I am taking an Assembly Programming class, and having a terrible time understanding "IEEE Single Precision Format." Our text only has two sentences about this, and the few websites I have seen discuss it, were not overly helpful. In full disclosure, this is one of the questions on our weekly assignment and I just can't figure it out. I sort of understand normal numbers, but as soon as the assignment had a negative number, it just threw everything out the window.
"Use IEEE single precision format to encode the decimal number -1.25 in single-precision floating point. Show all your work for credit."
Any help on this would be greatly appreciated.
Your message suggests negative numbers are giving you trouble. Simply ignore that the number is negative, and convert 1.25
instead. Then flipping the top-bit will give you the result for -1.25
. Floats are nice this way: To negate, all you need to do is flip the top bit.

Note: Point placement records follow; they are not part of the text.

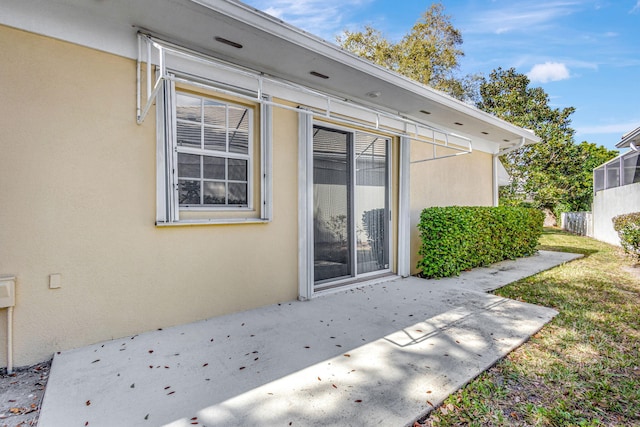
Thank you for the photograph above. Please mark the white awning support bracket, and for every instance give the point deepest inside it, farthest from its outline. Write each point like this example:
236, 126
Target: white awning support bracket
154, 54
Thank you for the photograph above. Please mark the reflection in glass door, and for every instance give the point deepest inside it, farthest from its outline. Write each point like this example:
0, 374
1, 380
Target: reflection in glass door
350, 203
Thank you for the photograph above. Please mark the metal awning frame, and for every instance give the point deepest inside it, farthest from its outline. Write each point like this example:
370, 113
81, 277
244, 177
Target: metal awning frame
154, 54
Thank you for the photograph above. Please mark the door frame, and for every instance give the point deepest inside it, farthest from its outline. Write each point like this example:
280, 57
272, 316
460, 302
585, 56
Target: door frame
306, 284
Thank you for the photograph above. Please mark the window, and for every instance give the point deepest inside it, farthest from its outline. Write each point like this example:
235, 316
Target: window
213, 157
214, 153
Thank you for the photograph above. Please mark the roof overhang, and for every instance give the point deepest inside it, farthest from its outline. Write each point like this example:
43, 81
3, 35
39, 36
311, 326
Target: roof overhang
268, 45
630, 140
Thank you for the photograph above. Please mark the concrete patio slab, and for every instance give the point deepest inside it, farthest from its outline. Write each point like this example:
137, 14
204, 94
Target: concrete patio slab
381, 354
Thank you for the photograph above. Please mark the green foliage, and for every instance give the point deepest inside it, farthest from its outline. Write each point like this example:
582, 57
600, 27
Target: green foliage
459, 238
555, 174
628, 228
429, 54
581, 369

Details: Remember that a single-precision number has 32 bits. 1-bit for sign, 8-bit for exponent, and 23-bit for significand. For "normal" numbers, there's an implicit 1, i.e., the value is:
(-1)^s * 1.significand * 2^exponent
(The 1
in 1.significand
is the "implicit" 1.)
You need to figure out what needs to go for s
, exponent
and significand
bits for your number; such that the above formula equals the number you want to represent. (More precisely: "closest" to it, since you'll have to round as not all numbers are accurately representable for cardinality reasons.)
Sign bit is easy: We know it'll be 1
since your number is negative.
Then there's 8-bits of exponent. This can be found by finding what power of 2 is "just below" your number. In this case 2^0 = 1 < 1.75 < 2 = 2^1
, so the closest power is 0. IEEE stores exponents with a bias of 127, meaning instead of E, it'll store E+127. (There are good reasons for doing this, easily googleable.) So, the exponent will be 0+127 = 127, or 01111111
.
Then comes the 23 bit significand. For normal numbers, there's an implicit 1
; meaning you need to simply represent 0.25
in 23 bits. Well, that's easy: After the dot powers go in negatives starting from one, so 010...0
will do, since 0*2^-1 + 1*2^-2 = 1/4 = 0.25
.
Putting it all together, you end up with: 10111111101000000000000000000000
. Printed prettily, this is:
ENCODED = -1.25 :: Float
3 2 1 0
1 09876543 21098765432109876543210
S ---E8--- ----------S23----------
Binary layout: 1 01111111 01000000000000000000000
Hex layout: BFA0 0000
Precision: Single
Sign: Negative
Exponent: 0 (Stored: 127, Bias: 127)
Classification: FP_NORMAL
Binary: -0b1.01
Octal: -0o1.2
Decimal: -1.25
Hex: -0x1.4
Rounding mode: RNE: Round nearest ties to even.
Note: Conversion from "-1.25" was exact. No rounding happened.